Boekbespreking
DR. H.H. KNIPPENBERG. Het ‘Wien Neêrlandsch bloed’ en zijn dichter. N.V. ‘Helmond’ te Helmond. 1936. Idem. In den gloed der Oranjezon. Ibidem. 1936.
Ons volk zingt niet gauw en niet goed, ook niet waar het allen gemeenschappelijke gevoelens moet uiten. Dr. K. bewijst het indirect opnieuw met deze beide uitgaven, waarvan het eerste een herdruk is van zijn bekende requisitoir tegen Tollens' Wien Neêrlandsch Bloed, en het tweede een historie van de huwelijken der laatste Oranjes, waarbij ook de litteraire reflex van het gebeuren volop de aandacht krijgt.
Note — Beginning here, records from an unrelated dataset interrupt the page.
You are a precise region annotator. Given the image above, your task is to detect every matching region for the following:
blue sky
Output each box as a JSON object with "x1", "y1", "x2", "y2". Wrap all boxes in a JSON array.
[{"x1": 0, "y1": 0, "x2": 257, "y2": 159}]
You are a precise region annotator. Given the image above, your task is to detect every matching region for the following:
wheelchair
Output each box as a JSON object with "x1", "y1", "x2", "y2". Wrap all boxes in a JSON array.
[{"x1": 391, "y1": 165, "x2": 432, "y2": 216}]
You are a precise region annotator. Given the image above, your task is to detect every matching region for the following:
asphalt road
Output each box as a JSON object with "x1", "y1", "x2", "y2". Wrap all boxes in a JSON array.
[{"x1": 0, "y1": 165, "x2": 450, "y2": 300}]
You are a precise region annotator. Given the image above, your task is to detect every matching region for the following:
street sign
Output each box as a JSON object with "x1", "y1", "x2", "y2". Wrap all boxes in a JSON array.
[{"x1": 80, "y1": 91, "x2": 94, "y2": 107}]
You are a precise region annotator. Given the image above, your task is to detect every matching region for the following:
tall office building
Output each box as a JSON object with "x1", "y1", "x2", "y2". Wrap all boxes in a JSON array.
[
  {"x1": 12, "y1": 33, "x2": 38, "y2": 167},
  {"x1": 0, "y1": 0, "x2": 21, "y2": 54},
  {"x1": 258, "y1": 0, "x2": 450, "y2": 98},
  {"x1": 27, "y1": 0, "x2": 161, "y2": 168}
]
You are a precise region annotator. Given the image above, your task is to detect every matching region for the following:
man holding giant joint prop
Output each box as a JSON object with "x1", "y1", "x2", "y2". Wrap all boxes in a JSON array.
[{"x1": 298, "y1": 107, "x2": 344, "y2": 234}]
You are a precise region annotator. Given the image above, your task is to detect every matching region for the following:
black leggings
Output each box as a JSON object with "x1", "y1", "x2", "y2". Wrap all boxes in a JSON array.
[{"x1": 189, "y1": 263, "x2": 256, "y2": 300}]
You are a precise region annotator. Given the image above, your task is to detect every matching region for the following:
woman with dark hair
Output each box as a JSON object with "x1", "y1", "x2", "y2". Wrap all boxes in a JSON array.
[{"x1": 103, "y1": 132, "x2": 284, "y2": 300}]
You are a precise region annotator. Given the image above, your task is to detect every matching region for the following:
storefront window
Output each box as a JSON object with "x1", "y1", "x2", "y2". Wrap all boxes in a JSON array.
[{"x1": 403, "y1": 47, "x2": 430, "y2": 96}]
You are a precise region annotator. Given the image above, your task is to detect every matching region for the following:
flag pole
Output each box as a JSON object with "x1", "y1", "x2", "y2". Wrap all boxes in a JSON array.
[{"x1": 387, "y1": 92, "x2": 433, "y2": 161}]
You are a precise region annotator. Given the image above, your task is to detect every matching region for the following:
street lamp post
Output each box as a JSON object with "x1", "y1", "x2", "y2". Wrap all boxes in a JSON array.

Vlag en wieg wekken gelijkelijk op tot holle rethoriek of een quasi-simpel woordgestamel, waarbij de een den ander niet aan durft kijken en waarvan alleen de schoolkinderen en de trouwe krantenlezers de dupe worden. De historie rond Boutens' volstrekt niet zoo onverdienstelijke Rijmprent bewijst dat de opgave moeilijk is, en de diepgewortelde Oranjeliefde in alle geledingen van het volk wordt niet betwijfeld; maar ons waarlijk nationale lied is dood, morsdood, sinds den tijd van den Opstand en de Contra-reformatie, waaruit het Wilhelmus en voor de helft warempel ook het Piet Hein stammen. Spreken kunnen we soms, maar in sonnetten, en in de kranten. Wat zit hier toch tusschen? Een ietwat schriele en toegebonden volksaard? Een rationalistische of individualistische inslag? Een calvinistische trek? Of nog iets anders? O randland van Europa, dat dit kleinood tegenover de buren mist!